Penso no contraste entre os tumultuosos movimentos de direitos civis levados adiante em solo americano há décadas e o exercício democrático enraizado que se desenrolou naquele sábado. As batalhas travadas na formação da democracia americana viveram episódios decisivos em Nova York –os gays de Stonewall, o esfaqueamento de Martin Luther King–, essa cidade construída e habitada por imigrantes. Desta vez, as ruas foram tomadas pela determinação de defender uma variedade de direitos e escolhas ameaçados pela variedade de ataques de Trump, mas não pela determinação de atacar.
Penso em Gandhi e em sua resistência não violenta, na estratégia carismática de não odiar aquele que odeia, de não ser como ele.
Penso no novo filme de Martin Scorsese, "Silêncio", no qual o diretor questiona a imposição do cristianismo por jesuítas portugueses no Japão budista do século 17. O roteiro escapa da polarização entre mocinho e bandido, bom e mau, gerando uma ambiguidade maior no seio da qual todos parecem estar a um só tempo certos e errados. O longa encena um debate intelectual sobre diferentes visões de mundo.
Nos momentos finais, o intérprete japonês do inquisidor budista insiste com o padre jesuíta: "Ninguém deveria interferir no espírito de outro homem. Ajudar o próximo é o caminho de Buda e o caminho de Jesus também. Ambas as religiões são iguais nisso.

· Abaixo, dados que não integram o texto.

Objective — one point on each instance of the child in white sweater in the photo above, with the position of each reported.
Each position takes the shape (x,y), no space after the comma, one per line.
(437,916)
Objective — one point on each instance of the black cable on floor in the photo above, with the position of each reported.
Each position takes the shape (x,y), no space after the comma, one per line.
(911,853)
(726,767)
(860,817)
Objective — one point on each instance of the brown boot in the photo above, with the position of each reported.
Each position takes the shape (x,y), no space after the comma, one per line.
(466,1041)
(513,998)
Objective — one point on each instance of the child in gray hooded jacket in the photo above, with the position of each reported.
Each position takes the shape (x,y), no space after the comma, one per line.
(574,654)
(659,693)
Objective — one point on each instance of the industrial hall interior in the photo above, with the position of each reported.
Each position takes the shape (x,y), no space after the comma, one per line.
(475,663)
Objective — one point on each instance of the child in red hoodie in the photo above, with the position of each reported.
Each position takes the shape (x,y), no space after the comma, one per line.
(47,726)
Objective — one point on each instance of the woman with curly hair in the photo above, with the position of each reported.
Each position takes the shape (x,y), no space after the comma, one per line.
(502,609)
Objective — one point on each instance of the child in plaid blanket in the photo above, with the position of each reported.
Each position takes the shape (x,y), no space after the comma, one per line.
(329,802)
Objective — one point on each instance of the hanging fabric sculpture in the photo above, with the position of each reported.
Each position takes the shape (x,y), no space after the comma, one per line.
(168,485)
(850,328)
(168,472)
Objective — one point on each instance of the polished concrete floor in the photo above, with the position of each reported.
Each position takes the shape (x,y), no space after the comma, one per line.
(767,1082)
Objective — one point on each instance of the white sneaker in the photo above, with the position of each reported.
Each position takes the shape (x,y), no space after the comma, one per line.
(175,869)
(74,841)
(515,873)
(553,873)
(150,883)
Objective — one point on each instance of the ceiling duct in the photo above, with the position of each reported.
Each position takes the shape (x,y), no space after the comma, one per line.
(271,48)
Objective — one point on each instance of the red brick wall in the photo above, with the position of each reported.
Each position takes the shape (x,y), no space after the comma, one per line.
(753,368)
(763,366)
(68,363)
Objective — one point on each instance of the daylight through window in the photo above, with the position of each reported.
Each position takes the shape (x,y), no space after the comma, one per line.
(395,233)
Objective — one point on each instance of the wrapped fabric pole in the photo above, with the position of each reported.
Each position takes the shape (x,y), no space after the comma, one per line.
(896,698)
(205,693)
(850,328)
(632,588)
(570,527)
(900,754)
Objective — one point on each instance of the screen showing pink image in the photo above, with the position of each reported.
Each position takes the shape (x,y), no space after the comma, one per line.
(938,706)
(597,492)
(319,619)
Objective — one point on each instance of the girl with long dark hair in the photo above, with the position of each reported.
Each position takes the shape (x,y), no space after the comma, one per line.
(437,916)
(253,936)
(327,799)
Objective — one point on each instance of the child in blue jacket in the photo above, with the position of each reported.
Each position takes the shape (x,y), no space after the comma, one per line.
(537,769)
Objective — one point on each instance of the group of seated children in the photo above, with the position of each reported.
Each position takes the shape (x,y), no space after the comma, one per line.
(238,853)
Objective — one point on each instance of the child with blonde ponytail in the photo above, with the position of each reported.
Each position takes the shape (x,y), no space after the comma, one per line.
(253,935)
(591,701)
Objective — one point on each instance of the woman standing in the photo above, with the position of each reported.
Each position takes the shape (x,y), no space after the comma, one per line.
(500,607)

Não é necessário sequestrar ninguém para um ou outro lado quando há tanto para compartilhar".
De volta à rua em Nova York, um cartaz avisava: "Lembre-se do futuro". Outro revelava inteligência refinada e complexa: "A dissidência é patriótica". Um axioma pelo qual se defende que o melhor país possível é aquele cujos cidadãos divergem uns dos outros, num ambiente de respeito mútuo.
O medo também compareceu: "Estou aqui porque estou assustada com meu país", lia-se nas costas de uma mulher. Mas o humor oferecia um contrapeso: "Trump has a tiny tower" (Trump tem uma torre pequenina). Assim como um lembrete que poderia ecoar para bem além das fronteiras americanas: "Caminhamos juntos".